Grand Bend sells itself on fries by the beach and soft-serve on the boardwalk, which makes the bakery case a few steps inland on Crescent Street something of a quiet correction. Highway Girl Café — A Finer Food Shop runs a gluten-free pastry counter, a board of named smoothies and wellness lattes, and a short, specific lunch menu aimed at diners who read labels before they order. The everyday move is a coffee and a muffin before the sand, but the café is built so a mixed table — one person gluten-free, another vegan, a third just wanting a good croissant — can order from the same counter without anyone settling for a token item.
The baking carries the most weight. Morning Glory Muffins — carrot, fruit, nut, and warm spice — anchor the gluten-free case, alongside Chocolate Zucchini Muffins and a steady rotation of vegan squares: Lemon Cashew, Almond Butter, Rocky Road. Ginger Molasses and oatmeal chocolate chip cookies come both gluten-free and vegan, and Peanut Butter Balls and chocolate-dipped dates round out a pickup box that travels well to a cottage. Lunch stays light and particular. Avocado Toast arrives with pesto, greens, and mango salsa on sourdough; a croissant is layered with brie, apple, and honey; a multigrain bagel carries turkey bacon, avocado, and greens. None of it is heavy — the lunch menu is built for grazing and for splitting across a table rather than anchoring a full meal. The drink list runs wide, from drip coffee, cold brew, and espresso through a London Fog and its local cousin the Grand Bend Fog to the wellness lattes, among them a Lion Power Potion built on Lion's Mane, cacao, maca, and cinnamon.
The naming gives the kitchen away. A smoothie called The Healer blends cauliflower, blueberries, Medjool dates, and fresh mint; the Golden Sunrise leans on spinach, pineapple, avocado, and MCT oil; there is a Moon Power, an Elements, and a Medical Medium besides. These read as the organizing idea rather than a wellness garnish bolted onto a coffee menu — a kitchen that takes dietary need as its starting point and then works to make the result worth ordering on flavour alone. Even the cookies arrive gluten-free and vegan, a default most cafés treat as a single token line item instead.
That intent predates the current owners. Highway Girl opened in 2017 around healthier eating — vegan, raw, gluten-free, and allergy-aware — under founder Rebecca Towns, and settled into its Crescent Street home, beside the Grand Bend Post Office, in 2019. The Ramer family bought the café in 2022, and Jenn Ramer became its familiar face after more than two decades working in education. The handover kept the founding mission intact rather than rebranding around it, which is why the gluten-free muffins and the smoothie names survived the change of hands at all.

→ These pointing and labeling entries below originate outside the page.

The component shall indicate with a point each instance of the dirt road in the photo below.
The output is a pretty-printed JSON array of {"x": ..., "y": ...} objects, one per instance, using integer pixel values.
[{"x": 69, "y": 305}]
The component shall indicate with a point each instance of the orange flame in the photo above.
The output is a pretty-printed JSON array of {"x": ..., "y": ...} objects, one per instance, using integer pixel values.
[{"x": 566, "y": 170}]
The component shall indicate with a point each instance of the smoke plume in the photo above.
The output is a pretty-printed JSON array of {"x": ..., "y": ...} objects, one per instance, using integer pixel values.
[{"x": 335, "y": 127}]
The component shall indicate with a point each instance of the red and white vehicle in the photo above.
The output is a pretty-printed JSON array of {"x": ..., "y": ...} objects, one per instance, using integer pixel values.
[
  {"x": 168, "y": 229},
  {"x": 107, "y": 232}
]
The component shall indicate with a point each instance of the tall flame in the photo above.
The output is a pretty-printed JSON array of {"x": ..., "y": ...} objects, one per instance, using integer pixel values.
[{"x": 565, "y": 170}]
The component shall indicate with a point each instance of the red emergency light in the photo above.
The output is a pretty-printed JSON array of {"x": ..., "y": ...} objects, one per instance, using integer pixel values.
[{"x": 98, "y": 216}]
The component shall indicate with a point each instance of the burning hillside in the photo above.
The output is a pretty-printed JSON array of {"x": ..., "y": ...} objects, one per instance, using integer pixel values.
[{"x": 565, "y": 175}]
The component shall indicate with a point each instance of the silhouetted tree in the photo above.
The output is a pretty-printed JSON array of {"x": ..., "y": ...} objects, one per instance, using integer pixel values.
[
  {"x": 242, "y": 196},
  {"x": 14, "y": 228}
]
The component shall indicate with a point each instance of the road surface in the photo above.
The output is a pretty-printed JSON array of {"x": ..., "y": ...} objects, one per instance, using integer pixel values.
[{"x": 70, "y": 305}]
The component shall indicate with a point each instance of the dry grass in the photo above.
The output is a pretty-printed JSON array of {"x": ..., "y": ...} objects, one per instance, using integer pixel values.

What Highway Girl offers a beach town is a different kind of stop. It handles breakfast and a light brunch as easily as a midafternoon coffee — a muffin and an espresso early, avocado toast or the brie-apple croissant when the morning stretches on. The patio beside the post office turns a quick coffee run into a slower sit, and the pickup counter sends out muffin boxes and dessert trays for the cottage crowd, with larger orders handled by phone rather than an app. In summer the counter works both sides of the town — regulars on a weekday morning, visitors stocking up before the beach — and there is no reservation line and no need for one; the café runs on the easy rhythm of walk-in service, takeout or a table on the patio. On a stretch of Lake Huron built for indulgence, Highway Girl makes the quieter case that eating carefully and eating well can be the same order.